The growing interest in epigenetic probes and drug discovery, as revealed by several epigenetic drugs in clinical use or in the lineup of the drug development pipeline, is boosting the generation of screening data. In order to maximize the use of structure–activity relationships there is a clear need to develop robust and accurate models to understand the underlying structure–activity relationship. Similarly, accurate models should be able to guide the rational screening of compound libraries. Herein we introduce a novel approach for epigenetic quantitative structure–activity relationship (QSAR) modelling using conformal prediction. As a case study, we discuss the development of models for 11 sets of inhibitors of histone deacetylases (HDACs), which are one of the major epigenetic target families that have been screened. It was found that all derived models, for every HDAC endpoint and all three significance levels, are valid with respect to predictions for the external test sets as well as the internal validation of the corresponding training sets. Furthermore, the efficiencies for the predictions are above 80% for most data sets and above 90% for four data sets at different significant levels. The findings of this work encourage prospective applications of conformal prediction for other epigenetic target data sets.
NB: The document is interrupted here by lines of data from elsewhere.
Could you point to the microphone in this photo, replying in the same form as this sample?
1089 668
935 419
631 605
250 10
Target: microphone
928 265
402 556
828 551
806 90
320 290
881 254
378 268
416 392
正如表观遗传药物在临床使用中或在药物开发管道的阵容中所揭示的那样，对表观遗传探针和药物发现的兴趣日益增长，这正在促进筛选数据的产生。为了最大程度地利用结构－活动关系，显然需要开发健壮和准确的模型来理解基础的结构－活动关系。同样，准确的模型应该能够指导化合物库的合理筛选。在这里，我们介绍一种使用保形预测进行表观遗传定量结构-活性关系（QSAR）建模的新方法。作为案例研究，我们讨论了11组组蛋白脱乙酰基酶（HDAC）抑制剂的模型开发，这是已筛选的主要表观遗传学靶标家族之一。结果发现，对于每个HDAC端点和所有三个显着性水平，所有派生模型对于外部测试集的预测以及相应训练集的内部验证都是有效的。此外，对于大多数数据集，预测的效率在80％以上，对于四个数据集，在不同的显着水平上，预测的效率在90％以上。这项工作的发现鼓励对其他表观遗传目标数据集进行保形预测的预期应用。